Judy est un super personnage féminin, un vrai progrès comparé à ceux que Disney nous a servi dans ses derniers films. Entre Nick et elle, il y a une bonne alchimie. A la toute fin du film, il y a eu un petit instant de flirt, que j’ai plus interprété comme une blague entre amis: on peut dire que leur relation est strictement platonique. Du moins dans ce film-là: s’il venait à y avoir une suite, peut-être que… Mais là, pas de place pour la romance, pas de sous-entendus, ni d’arrières-pensées. C’est une relation de confiance, une amitié crédible et touchante. Et vous savez quoi ? je les imagine bien ensemble. Genre, vraiment bien. Quand une relation n’est pas forcée, quand deux personnages ne finissent pas ensemble juste parce que « c’est un garçon et une fille donc forcément ils doivent être plus qu’amis », ça marche mieux, c’est plus convaincant, ça donne pas l’impression d’être bâclé et d’être un simple produit de l’héténormativité. N’empêche, c’est bien de voir une relation platonique, de pas voir le personnage féminin réduit à ses intérêts romantiques, c’est rafraîchissant et j’espère que ça restera ainsi. Le fandom se chargera du reste, mais que ça reste dans le fandom, ça sera pour le mieux.
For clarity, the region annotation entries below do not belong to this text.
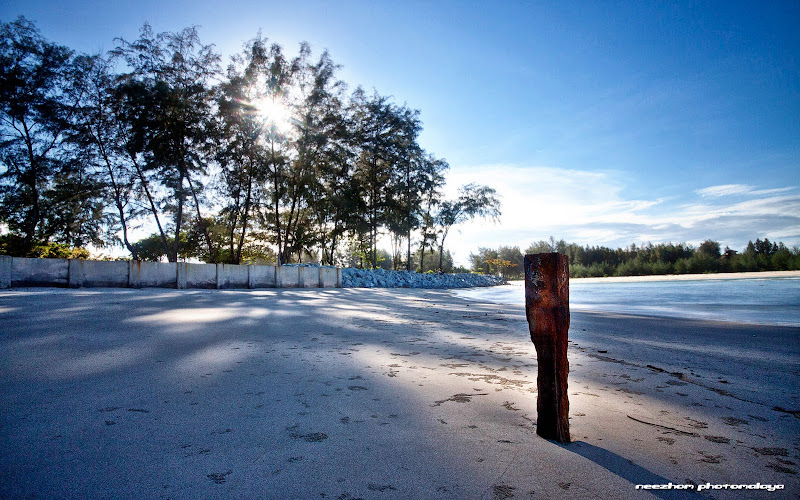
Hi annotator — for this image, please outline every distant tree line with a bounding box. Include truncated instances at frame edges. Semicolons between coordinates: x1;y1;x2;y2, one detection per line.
469;236;800;279
0;17;500;270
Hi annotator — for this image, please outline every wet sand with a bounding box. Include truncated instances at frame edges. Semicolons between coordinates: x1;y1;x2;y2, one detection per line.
0;289;800;500
570;271;800;283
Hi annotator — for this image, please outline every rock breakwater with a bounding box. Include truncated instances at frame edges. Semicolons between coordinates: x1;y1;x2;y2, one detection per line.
342;267;505;288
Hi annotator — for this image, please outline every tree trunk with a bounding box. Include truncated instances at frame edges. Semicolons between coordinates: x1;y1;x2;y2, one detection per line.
525;253;570;443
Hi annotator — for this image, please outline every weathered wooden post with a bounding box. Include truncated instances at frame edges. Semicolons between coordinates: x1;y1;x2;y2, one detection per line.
525;253;570;443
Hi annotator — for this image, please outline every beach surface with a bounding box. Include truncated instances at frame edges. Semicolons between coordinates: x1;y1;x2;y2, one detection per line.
0;289;800;500
570;271;800;283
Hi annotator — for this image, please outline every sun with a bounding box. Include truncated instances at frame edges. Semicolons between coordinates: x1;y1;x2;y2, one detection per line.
253;96;293;135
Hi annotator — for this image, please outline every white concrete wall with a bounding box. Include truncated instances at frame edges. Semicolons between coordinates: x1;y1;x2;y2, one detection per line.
319;267;342;288
277;266;303;288
217;264;250;288
128;261;177;288
0;256;342;288
69;260;129;288
249;266;280;288
178;262;217;288
11;257;69;287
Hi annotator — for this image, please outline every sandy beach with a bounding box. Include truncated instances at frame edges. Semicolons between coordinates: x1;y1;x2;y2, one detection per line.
568;271;800;283
0;289;800;500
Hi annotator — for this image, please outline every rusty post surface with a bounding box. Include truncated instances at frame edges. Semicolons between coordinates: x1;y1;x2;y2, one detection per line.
525;253;570;443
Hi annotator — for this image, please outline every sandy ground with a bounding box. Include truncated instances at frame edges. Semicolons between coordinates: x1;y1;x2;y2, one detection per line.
570;271;800;283
0;289;800;500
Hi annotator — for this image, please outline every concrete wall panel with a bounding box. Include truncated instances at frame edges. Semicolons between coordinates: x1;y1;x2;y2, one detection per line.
183;262;217;288
250;266;277;288
217;264;248;288
278;266;301;288
11;257;69;287
319;267;338;288
299;267;320;288
77;260;128;288
0;256;342;289
130;261;177;288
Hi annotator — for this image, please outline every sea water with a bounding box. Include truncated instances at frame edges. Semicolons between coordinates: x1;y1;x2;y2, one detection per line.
457;278;800;327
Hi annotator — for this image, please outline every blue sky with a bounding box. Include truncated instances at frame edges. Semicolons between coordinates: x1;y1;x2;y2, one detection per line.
0;0;800;263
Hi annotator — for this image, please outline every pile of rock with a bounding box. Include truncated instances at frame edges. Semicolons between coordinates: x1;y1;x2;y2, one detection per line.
342;267;505;288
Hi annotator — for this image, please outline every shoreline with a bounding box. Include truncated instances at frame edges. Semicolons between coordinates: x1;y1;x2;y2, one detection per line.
570;271;800;283
0;288;800;500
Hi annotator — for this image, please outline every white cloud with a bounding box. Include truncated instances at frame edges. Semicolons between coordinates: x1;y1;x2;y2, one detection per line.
695;184;794;198
695;184;753;198
445;165;800;265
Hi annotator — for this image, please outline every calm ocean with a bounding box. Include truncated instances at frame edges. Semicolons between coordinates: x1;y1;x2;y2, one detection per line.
456;278;800;327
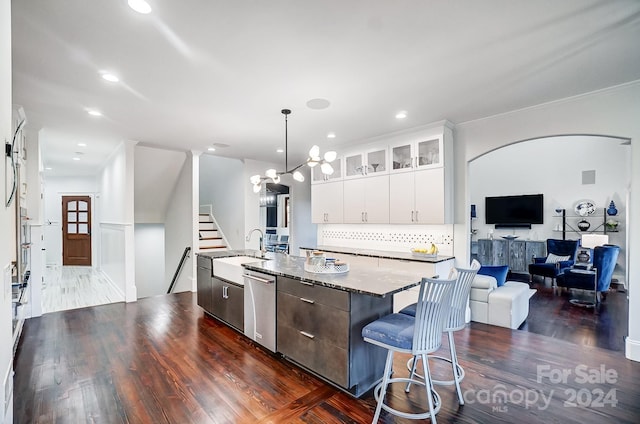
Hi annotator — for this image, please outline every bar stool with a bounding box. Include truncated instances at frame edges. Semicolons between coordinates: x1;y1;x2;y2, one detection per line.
400;259;480;405
362;278;455;423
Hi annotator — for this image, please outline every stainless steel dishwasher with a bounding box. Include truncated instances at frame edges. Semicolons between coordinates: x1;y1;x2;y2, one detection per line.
243;269;276;352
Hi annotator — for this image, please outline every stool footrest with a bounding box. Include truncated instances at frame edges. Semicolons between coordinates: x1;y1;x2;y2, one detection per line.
373;377;442;420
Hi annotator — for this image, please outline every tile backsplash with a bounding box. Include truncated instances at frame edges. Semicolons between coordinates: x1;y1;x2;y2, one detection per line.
318;224;453;255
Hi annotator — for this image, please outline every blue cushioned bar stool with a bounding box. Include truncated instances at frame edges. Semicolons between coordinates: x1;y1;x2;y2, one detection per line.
362;278;455;423
400;259;480;405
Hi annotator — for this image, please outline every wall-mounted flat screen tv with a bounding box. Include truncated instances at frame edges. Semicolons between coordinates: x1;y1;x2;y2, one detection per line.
484;194;544;227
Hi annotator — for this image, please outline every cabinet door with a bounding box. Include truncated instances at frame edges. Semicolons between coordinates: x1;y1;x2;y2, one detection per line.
211;277;226;319
389;172;415;224
525;241;547;264
509;240;528;272
493;240;509;265
414;136;443;169
324;181;344;224
343;178;364;224
223;284;244;331
344;153;365;178
389;143;413;173
364;175;389;224
478;239;493;265
311;181;343;224
365;148;389;175
414;168;445;224
196;259;213;313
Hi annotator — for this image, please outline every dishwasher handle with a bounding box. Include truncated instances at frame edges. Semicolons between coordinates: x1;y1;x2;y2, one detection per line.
243;274;275;284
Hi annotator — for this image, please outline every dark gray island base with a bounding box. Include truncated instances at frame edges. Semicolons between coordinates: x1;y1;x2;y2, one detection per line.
199;251;421;397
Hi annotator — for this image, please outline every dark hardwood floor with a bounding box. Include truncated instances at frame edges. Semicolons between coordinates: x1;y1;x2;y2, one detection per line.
519;275;629;355
14;293;640;424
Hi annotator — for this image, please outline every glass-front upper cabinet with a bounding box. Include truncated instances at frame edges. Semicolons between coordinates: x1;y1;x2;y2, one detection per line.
311;157;343;184
344;148;389;178
390;136;443;172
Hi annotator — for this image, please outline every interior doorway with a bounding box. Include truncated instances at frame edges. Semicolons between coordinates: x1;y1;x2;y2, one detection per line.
62;196;91;266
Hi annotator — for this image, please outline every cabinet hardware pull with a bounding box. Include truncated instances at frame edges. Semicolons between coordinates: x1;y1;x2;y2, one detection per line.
300;331;316;339
243;274;273;284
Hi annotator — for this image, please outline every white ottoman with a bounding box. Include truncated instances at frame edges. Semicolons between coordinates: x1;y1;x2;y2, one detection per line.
469;275;536;329
487;281;536;329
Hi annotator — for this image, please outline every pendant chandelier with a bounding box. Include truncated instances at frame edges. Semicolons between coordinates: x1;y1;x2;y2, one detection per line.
250;109;337;193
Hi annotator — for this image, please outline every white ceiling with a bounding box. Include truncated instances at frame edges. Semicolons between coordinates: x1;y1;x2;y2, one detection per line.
11;0;640;173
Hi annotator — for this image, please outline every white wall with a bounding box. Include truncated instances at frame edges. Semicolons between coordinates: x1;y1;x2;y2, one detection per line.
134;146;186;224
469;136;631;278
286;166;318;255
164;154;197;293
95;141;137;302
454;82;640;361
43;176;100;267
199;155;248;249
0;0;15;424
134;224;168;299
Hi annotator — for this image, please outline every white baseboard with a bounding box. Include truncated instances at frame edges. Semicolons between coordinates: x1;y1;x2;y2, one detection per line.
624;336;640;362
98;268;126;300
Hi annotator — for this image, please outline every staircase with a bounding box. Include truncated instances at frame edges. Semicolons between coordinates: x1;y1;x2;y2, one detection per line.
198;213;227;252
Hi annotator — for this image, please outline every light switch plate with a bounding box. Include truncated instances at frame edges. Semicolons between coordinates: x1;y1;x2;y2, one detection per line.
3;263;11;301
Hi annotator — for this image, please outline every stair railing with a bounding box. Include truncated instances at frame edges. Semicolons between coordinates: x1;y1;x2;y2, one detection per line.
167;246;191;294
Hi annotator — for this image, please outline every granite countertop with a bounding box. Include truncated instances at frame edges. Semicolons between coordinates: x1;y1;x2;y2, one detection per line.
300;246;455;264
197;250;423;297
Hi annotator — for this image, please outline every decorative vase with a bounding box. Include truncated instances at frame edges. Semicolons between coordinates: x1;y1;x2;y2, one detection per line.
578;219;591;231
605;219;618;231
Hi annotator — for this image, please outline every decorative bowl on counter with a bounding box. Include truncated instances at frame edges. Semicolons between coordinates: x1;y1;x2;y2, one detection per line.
411;247;438;258
304;261;349;274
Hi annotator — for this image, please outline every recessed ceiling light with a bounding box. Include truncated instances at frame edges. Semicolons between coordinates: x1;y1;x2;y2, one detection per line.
102;72;120;82
307;99;331;110
127;0;151;15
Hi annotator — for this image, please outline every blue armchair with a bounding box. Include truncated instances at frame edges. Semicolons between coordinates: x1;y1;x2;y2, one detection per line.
557;244;620;306
529;239;578;284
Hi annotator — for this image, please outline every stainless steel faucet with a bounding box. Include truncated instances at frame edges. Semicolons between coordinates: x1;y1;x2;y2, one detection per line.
247;228;267;258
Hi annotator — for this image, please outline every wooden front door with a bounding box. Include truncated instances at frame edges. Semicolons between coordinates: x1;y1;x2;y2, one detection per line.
62;196;91;266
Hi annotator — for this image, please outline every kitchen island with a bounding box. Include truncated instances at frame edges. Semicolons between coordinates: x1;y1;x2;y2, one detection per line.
199;251;432;397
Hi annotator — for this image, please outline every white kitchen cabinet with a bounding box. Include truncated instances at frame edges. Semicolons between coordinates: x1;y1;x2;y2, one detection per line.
389;161;452;224
311;181;343;224
389;135;444;173
344;146;389;180
344;175;389;224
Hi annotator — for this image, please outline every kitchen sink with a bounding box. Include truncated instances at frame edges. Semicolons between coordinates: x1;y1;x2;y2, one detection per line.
213;256;267;285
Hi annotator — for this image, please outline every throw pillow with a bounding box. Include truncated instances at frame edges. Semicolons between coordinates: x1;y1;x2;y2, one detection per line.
545;253;571;264
478;265;509;287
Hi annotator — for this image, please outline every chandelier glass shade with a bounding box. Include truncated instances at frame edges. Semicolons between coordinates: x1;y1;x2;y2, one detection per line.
249;109;338;193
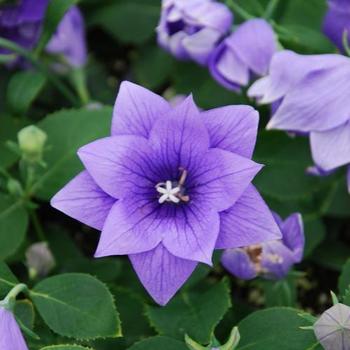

Sur ce, je crois avoir tout dit ! Agréable surprise par ce film, je vous encourage carrément à aller le voir pendant qu’il est encore en salles, parce que, je pensais pas redire ça d’un film Disney un jour, il vaut le coup. Intelligent, maladroit par moments, mais réellement intelligent, et en plus d’être un bon commentaire social, c’est beau, drôle, intéressant, un des meilleurs Disney depuis longtemps. Le prochain, Moana, sera-t-il aussi bon ? C’est ce que j’espère ! J’en attendais déjà beaucoup avant, mais maintenant que Disney m’a rappelé de quoi il était capable, je place la barre encore plus haut et j’espère ne pas être déçue.

4 commentaires sur « Zootopie, ma réconciliation avec Disney. »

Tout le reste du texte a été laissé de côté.